International Collegiate Programming Contest data 2012-2018

Published: 24-07-2019| Version 1 | DOI: 10.17632/5k7xtf582g.1
Rick de Boer,
Cassio de Campos


The data consists of a collection of ICPC programming competition results. It contains information about teams and their scores for the problems that were posed to them and which they (tried to) solve. This dataset covers the ICPC competitions of Europe, Latin-America, South Pacific, World Finals, and some of the North American competitions from 2012 up till 2018. The data is divided by topic for easy extraction and/or combination of desired information. In this context, an Entry represents a team and all its information, which has entered in a (single) competition. This also includes the team’s final rank for that competition, their final score, consisting of the number of problems solved, and total time taken.
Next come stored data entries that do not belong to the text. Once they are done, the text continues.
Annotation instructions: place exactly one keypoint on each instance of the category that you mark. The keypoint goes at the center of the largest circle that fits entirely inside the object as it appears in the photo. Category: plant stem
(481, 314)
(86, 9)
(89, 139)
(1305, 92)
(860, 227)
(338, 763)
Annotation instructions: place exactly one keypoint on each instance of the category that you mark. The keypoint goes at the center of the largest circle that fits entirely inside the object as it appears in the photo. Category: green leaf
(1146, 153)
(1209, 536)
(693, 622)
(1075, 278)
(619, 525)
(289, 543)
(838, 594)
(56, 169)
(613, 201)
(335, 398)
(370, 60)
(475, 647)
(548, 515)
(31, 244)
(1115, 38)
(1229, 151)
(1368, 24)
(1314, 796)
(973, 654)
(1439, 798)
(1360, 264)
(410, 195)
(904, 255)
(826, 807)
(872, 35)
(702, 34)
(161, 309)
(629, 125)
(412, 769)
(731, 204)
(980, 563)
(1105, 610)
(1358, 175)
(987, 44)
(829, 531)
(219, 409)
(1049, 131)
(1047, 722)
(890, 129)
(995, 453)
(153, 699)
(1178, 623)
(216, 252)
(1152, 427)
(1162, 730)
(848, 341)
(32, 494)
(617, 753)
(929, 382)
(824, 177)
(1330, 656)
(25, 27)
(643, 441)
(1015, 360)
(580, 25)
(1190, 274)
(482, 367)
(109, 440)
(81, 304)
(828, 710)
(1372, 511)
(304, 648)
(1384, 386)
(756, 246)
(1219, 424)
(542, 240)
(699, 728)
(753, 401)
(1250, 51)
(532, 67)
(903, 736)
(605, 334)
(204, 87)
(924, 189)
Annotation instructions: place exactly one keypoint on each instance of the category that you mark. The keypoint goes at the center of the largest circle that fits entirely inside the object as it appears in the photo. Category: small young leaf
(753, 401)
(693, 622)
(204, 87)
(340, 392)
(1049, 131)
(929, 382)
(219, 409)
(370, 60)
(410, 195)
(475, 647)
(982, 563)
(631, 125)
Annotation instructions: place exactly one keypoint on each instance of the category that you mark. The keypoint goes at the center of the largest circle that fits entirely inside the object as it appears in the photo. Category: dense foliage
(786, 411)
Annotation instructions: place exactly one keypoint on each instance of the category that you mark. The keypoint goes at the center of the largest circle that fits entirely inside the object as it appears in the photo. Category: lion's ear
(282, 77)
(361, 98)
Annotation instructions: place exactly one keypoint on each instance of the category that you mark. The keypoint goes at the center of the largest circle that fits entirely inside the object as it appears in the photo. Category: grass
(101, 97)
This is the time elapsed from the beginning of a contest till the first accepted submission of a problem, accumulated for each problem, including a penalty for every additional attempt. Note that, in contrast to the team information normally present in the public ICPC data, team names are included in this dataset but cannot be assumed to be completely identical, as the data of the original sources were often not the same as the official ICPC data. A competition stores some meta-information, such as its region, the years it was held (i.e. the years that are present in the data) and the size of the problem set for each year. Finally, a solution represents all input from a single team for a single problem, where the ‘attempts’ are the number of times a team tried to solve a problem and the time is the total time it took to solve. This means that, if no time and only a number of attempts is present, a team did not solve that problem, and if no entry exists for a combination of a team and problem, that particular team has made no attempts on that problem. All five entities described are separate files in the dataset, which can be combined using the corresponding identifiers.


Steps to reproduce

Scoreboards were collected from several sources and processed into raw csv files. These files were semi-automatically structured into the same format, uniformly writing university and country abbriviations. Missing information was then manually filled in.